Thursday, January 06, 2005

...

Oh my goodness! You guys are going to think I'm such a head case, but you'll never guess (with the exception of Clare, who already knows) who called me tonight. Cody. We haven't had a conversation since our rather not-so-good breakup in grade 10 (which was all my fault. I don't think I was a very nice person) I just about fainted dead away. But he doesn't seem to hate me, which I figured he would but am extrememly glad he doesn't. All he wanted was a phone number (Lara's, to be exact), but we also chatted a little bit before I said I had to go study (which I do, I just needed to de-stress here a little first). It didn't go as terribly as I thought it would. I honestly thought he hated me. I would hate me, were I in his place. Why doesn't he hate me? I've expostulated at length in my diary (yes, I keep a diary.) about how much he should hate me and how much I would hate me if I were him. I suppose I was the only one he knew who had access to Lara's number though. Maybe he just swallowed his hatred for a little while in order to get her number. Maybe he was just being polite, since society dictates that it's not nice to hate poeple (ok, my dad says it's not nice to hate poeple, so I attribute this to society at large also). And why am I freaking out over this? It was a phone conversation. A five minute phone conversation which I'm going to have to relay to my mother tonight because she loves Cody. I mean like she was planning our wedding practically.
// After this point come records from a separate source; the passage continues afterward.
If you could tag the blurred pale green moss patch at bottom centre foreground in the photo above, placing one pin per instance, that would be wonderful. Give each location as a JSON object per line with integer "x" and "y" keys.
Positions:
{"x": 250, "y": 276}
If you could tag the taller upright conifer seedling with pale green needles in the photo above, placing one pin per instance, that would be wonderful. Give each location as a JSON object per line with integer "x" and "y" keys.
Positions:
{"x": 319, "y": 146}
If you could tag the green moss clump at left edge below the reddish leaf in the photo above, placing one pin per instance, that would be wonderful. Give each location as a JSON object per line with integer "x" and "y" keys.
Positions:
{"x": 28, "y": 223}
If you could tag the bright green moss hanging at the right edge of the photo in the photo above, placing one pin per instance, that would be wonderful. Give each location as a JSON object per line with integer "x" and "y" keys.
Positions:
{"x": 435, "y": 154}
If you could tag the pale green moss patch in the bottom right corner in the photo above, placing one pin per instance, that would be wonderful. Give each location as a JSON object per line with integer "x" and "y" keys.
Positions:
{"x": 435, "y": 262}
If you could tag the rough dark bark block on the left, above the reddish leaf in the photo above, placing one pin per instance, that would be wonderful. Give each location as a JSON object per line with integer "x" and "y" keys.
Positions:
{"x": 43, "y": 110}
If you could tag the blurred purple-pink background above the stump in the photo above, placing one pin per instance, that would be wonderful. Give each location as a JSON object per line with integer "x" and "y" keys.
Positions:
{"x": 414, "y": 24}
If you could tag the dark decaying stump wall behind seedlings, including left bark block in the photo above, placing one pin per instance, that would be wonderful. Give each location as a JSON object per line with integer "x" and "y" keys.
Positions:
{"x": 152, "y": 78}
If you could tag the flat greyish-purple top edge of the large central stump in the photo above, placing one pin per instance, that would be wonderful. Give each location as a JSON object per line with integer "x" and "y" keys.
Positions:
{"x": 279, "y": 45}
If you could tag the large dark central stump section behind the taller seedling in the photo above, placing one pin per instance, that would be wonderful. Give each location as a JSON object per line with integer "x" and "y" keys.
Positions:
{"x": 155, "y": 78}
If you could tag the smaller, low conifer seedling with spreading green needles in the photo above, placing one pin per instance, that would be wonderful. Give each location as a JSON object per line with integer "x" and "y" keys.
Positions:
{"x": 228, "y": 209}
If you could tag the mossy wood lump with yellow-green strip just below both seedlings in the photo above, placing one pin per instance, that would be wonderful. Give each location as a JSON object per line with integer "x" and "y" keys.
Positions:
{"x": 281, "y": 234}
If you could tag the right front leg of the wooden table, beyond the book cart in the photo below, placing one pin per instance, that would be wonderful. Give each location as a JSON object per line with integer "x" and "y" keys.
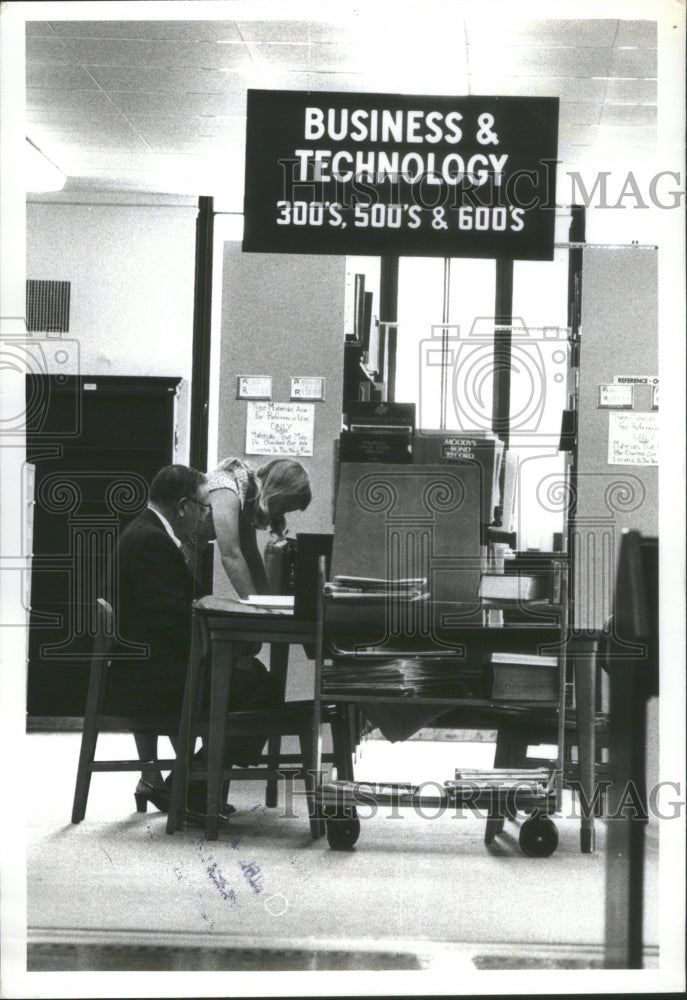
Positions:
{"x": 584, "y": 658}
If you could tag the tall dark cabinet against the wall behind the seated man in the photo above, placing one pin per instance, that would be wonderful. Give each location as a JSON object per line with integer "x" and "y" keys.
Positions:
{"x": 95, "y": 442}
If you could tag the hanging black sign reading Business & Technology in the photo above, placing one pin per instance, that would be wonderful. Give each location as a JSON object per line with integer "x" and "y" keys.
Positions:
{"x": 376, "y": 174}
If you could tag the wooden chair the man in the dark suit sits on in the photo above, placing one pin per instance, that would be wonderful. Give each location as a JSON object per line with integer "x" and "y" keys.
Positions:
{"x": 96, "y": 721}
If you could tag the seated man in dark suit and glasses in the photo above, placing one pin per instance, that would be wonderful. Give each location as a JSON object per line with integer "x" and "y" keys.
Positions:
{"x": 156, "y": 588}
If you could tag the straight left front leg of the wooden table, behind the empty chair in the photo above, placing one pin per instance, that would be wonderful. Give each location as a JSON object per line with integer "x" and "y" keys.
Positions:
{"x": 220, "y": 679}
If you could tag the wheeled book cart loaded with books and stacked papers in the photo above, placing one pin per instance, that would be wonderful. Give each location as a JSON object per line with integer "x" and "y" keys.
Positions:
{"x": 498, "y": 794}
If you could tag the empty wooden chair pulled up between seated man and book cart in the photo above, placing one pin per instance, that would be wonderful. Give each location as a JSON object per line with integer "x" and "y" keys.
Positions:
{"x": 289, "y": 719}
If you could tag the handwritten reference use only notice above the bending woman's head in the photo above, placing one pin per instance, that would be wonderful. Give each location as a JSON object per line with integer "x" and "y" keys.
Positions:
{"x": 280, "y": 428}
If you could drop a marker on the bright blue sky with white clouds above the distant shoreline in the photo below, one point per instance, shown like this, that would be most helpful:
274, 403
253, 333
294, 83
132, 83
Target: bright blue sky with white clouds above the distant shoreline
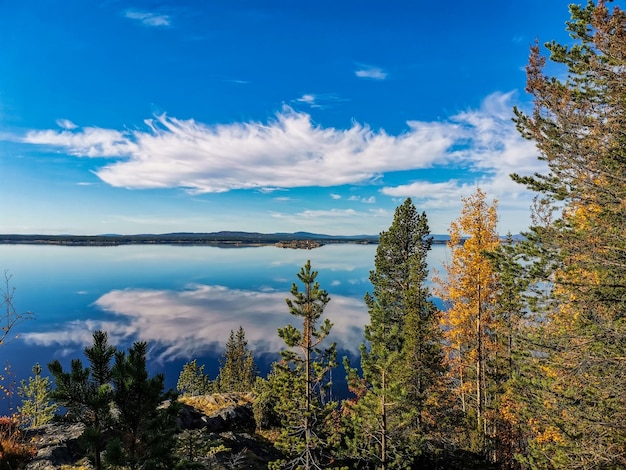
322, 116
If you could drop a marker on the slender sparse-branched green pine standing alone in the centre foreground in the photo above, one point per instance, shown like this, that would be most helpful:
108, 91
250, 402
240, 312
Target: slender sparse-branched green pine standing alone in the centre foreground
302, 389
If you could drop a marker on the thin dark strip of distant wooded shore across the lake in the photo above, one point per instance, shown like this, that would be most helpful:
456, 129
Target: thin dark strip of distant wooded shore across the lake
224, 239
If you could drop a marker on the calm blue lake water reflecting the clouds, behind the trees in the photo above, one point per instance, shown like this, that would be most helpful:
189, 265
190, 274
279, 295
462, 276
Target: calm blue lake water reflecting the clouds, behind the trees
182, 300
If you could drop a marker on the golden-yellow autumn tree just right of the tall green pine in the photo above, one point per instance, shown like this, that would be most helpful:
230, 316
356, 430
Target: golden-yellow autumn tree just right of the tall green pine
470, 327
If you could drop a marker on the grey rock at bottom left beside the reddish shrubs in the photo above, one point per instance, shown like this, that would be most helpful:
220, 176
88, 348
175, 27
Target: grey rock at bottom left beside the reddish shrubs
57, 445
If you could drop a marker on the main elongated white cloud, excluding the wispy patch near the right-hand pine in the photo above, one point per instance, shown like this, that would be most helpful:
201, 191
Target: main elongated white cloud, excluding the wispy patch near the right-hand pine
287, 152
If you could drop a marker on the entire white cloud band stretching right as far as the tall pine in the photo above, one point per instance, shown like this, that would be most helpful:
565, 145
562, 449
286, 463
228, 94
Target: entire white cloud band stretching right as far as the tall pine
290, 152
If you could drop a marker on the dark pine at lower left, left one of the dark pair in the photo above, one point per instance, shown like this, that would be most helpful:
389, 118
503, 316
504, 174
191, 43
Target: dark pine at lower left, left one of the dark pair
86, 392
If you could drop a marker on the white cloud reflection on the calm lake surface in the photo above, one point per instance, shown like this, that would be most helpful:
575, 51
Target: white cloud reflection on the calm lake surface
181, 321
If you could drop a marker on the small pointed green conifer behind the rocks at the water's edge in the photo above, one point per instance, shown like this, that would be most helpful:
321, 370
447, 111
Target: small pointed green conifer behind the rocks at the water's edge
237, 368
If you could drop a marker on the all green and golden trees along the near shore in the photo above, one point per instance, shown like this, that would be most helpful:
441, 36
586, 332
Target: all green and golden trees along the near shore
523, 368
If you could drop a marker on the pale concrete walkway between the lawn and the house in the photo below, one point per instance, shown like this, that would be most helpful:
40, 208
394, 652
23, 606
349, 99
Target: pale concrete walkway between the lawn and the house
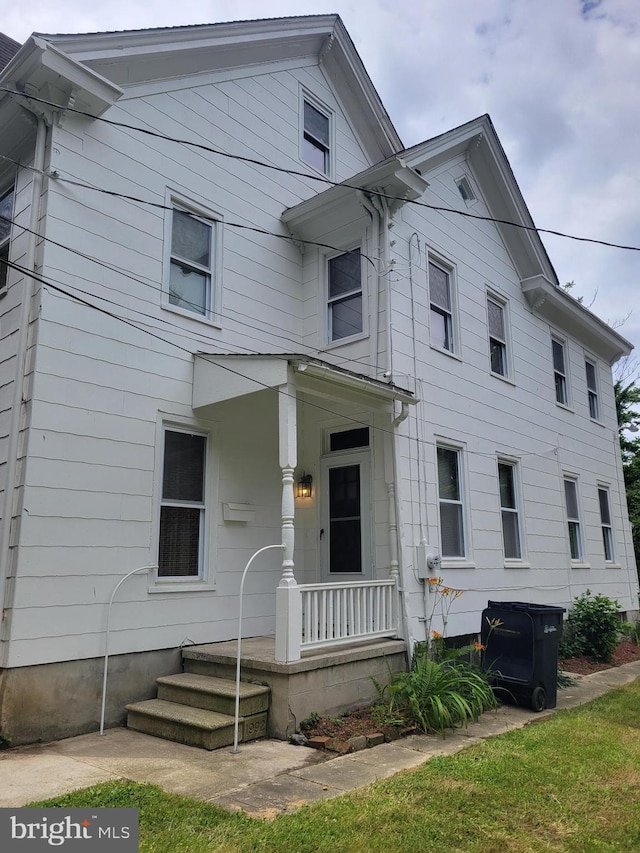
265, 778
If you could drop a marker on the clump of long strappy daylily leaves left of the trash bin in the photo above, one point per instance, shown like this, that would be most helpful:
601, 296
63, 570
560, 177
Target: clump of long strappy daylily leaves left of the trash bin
435, 695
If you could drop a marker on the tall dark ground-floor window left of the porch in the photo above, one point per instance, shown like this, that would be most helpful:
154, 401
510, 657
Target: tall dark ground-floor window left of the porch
180, 551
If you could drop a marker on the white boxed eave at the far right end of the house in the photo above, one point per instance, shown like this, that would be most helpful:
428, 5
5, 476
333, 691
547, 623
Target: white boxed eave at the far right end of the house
550, 302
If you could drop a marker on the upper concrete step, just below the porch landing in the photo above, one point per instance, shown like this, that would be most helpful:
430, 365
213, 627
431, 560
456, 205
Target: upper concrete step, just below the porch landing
213, 694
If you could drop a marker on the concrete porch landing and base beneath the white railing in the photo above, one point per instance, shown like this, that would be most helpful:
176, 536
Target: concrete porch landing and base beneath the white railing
326, 682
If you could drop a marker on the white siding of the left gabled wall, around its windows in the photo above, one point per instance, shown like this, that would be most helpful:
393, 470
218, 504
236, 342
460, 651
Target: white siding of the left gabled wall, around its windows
103, 386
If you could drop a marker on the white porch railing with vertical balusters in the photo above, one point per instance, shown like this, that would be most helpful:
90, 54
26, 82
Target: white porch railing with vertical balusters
347, 612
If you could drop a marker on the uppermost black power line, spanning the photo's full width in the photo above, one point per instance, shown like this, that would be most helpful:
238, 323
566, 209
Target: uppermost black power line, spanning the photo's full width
296, 173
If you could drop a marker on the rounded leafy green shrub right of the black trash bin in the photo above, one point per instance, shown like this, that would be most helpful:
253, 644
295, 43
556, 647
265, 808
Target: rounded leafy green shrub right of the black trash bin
592, 627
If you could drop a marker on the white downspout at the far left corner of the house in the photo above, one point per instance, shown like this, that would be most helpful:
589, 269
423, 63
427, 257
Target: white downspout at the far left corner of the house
6, 587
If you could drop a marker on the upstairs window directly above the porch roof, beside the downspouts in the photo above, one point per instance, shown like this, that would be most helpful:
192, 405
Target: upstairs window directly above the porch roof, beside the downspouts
345, 295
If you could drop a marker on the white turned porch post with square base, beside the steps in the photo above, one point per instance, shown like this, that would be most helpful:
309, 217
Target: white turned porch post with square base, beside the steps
288, 598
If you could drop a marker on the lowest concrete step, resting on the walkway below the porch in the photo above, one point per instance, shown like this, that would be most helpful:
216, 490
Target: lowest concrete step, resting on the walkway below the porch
192, 726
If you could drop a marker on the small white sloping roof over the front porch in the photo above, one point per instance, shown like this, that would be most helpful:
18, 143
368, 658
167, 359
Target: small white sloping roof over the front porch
218, 377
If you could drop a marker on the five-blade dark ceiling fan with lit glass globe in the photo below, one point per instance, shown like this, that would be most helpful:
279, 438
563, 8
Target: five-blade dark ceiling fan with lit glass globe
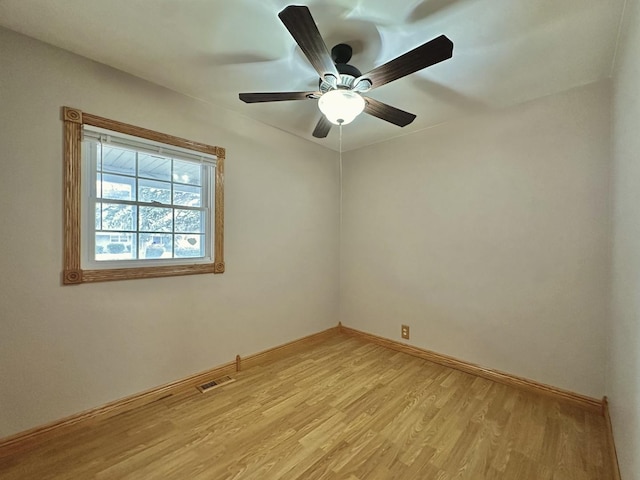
341, 85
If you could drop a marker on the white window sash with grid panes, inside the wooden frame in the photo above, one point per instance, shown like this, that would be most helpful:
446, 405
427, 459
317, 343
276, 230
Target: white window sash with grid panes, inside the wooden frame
144, 201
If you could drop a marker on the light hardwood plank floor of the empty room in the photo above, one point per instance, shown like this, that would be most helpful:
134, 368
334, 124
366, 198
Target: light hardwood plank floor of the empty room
344, 409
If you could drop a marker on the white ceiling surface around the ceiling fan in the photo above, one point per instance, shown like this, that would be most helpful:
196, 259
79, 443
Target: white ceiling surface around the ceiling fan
505, 51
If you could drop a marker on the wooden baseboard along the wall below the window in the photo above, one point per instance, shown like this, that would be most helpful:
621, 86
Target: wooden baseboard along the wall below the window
23, 440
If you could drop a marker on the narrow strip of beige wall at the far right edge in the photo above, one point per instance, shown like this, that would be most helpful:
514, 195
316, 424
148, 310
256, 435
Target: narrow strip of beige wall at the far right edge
623, 379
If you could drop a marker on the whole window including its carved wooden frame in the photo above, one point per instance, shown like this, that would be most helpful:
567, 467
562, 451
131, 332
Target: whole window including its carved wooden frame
138, 203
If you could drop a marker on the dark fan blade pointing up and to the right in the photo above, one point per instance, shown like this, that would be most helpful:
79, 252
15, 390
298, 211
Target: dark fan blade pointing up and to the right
430, 53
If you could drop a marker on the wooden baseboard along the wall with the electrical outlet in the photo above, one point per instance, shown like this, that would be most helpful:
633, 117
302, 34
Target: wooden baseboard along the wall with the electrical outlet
589, 403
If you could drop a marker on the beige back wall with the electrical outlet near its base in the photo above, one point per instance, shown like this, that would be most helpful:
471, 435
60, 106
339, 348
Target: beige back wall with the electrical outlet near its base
489, 237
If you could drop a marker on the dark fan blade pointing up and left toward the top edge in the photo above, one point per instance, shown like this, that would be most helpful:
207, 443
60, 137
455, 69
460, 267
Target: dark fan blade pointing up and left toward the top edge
302, 27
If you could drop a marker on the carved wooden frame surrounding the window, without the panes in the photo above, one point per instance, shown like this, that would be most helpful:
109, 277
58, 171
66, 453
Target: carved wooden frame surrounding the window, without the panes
73, 273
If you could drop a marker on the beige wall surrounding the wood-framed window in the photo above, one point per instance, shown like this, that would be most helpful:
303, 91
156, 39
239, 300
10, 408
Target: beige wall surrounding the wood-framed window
67, 349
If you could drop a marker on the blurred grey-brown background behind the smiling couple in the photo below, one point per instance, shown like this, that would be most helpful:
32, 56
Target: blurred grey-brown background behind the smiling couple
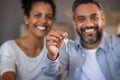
12, 24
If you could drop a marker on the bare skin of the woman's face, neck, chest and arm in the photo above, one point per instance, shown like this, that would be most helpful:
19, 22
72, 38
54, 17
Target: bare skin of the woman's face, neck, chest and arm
41, 15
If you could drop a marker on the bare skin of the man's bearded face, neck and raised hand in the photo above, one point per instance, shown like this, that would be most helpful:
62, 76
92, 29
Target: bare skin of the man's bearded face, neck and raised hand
88, 21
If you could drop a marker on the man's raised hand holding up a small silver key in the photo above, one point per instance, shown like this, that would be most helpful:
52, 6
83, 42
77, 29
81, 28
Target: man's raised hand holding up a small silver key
54, 41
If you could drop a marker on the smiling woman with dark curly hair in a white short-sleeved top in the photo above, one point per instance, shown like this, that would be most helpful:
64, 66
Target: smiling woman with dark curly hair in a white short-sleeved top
22, 58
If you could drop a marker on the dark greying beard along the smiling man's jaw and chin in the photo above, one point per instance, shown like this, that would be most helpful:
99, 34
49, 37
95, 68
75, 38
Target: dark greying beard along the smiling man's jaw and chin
92, 40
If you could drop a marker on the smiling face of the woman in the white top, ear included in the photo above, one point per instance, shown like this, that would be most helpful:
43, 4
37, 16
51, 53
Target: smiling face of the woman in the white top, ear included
40, 19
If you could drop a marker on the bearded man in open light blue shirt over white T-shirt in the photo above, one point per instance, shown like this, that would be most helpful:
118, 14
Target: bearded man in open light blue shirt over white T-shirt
95, 56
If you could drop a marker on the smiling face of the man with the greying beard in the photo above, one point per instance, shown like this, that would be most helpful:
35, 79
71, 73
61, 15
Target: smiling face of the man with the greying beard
88, 21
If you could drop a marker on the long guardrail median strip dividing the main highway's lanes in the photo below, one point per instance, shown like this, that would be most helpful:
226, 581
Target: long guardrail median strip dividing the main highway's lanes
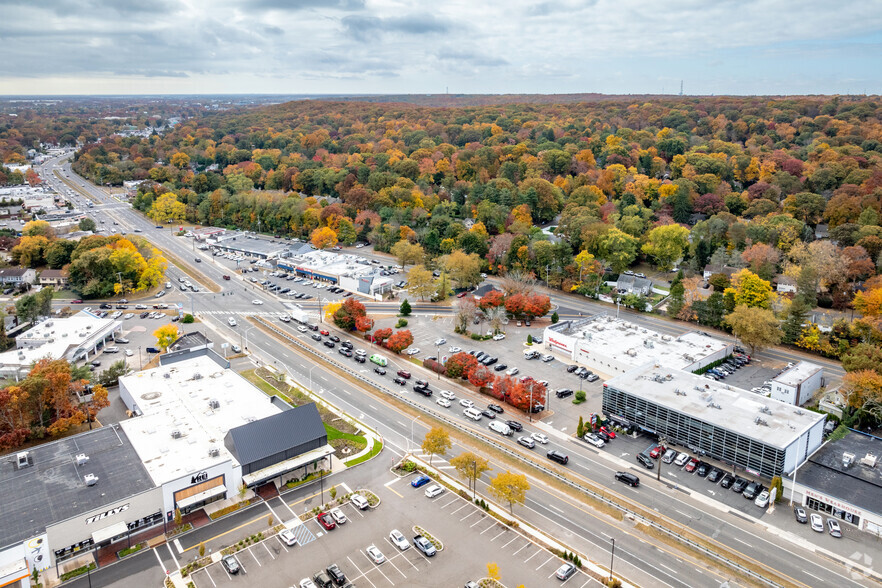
508, 451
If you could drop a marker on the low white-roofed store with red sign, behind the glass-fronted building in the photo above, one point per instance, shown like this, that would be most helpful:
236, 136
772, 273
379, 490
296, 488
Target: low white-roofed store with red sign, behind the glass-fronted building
612, 346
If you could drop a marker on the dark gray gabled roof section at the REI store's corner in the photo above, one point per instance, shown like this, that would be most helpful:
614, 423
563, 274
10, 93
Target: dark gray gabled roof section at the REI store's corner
276, 434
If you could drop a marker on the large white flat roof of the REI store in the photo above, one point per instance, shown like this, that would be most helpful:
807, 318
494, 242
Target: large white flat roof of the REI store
177, 397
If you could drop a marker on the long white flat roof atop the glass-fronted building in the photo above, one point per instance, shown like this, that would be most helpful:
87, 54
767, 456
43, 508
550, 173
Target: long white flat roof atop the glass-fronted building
767, 420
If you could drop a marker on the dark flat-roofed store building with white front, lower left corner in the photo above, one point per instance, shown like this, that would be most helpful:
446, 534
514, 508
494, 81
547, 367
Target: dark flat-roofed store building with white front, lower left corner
77, 493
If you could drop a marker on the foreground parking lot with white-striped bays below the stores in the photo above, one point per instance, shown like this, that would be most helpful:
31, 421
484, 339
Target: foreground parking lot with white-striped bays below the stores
471, 539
Well, when she wasn't telling me what a shame it was that we would break up. AHHHHHHH!!!!! I'm such a head case! Somebody analyze me, quick!

2 comments:

Mare said...

Do guys honestly not analyze things that girls say?

Anonymous said...

Mare, you're being WAY too hard on yourself. He'd have to be pretty petty to hate you after all this time. I don't know exactly what was said during the break-up, but I remember when it happened, and you had good reason. Also, you probably have equal grounds to hate Cody. Not to be horribly mean to him or anything but, all things considered, he really wasn't that good of a boyfriend. He was a little pushy, and we all remember why you broke up the first time...I actually am kind of surprised that you don't hate him (I guess this is just a little indication of what a good person you are. Personally, I think that I would have had a lot of trouble forgiving him). Anyways, don't worry about the the freaking-out-ishness. In fact, I freaked out a bit when you told me that he called (I don't know if you remember all the..."Cody?...CODY TARRANT????!"-ness that went on). The cercumstances are mighty strange! Plus, it was probably quite awkward talking with him after such a long time...and of course there's the mother issue...seeing as she still loves Cody...I imagine that your conversation with her about him would be quite unpleasant. Ergo, I think that it's totally normal for you to freak out. No worries. A strange occurrence, such as this, compiled with all the homework stresses would make anyone lose it. Alas...the life of an IB student...always on edge! Well, I hope that's a decent analysis...I'm sorry, I kind of suck at these things. At any rate, don't worry about Cody...if he dislikes you...he's a bum...Clare doesn't like bums...ergo, Clare will dislike Cody if he is, indeed, being a bum...a bum and a half perhaps? Okay, I'll shut up now because I'm rambling. See ya later Mare...if things get to tough...you can live with...CLARE! (then Cody won't be able to contact you...he doesn't have my number...BOOYAH!)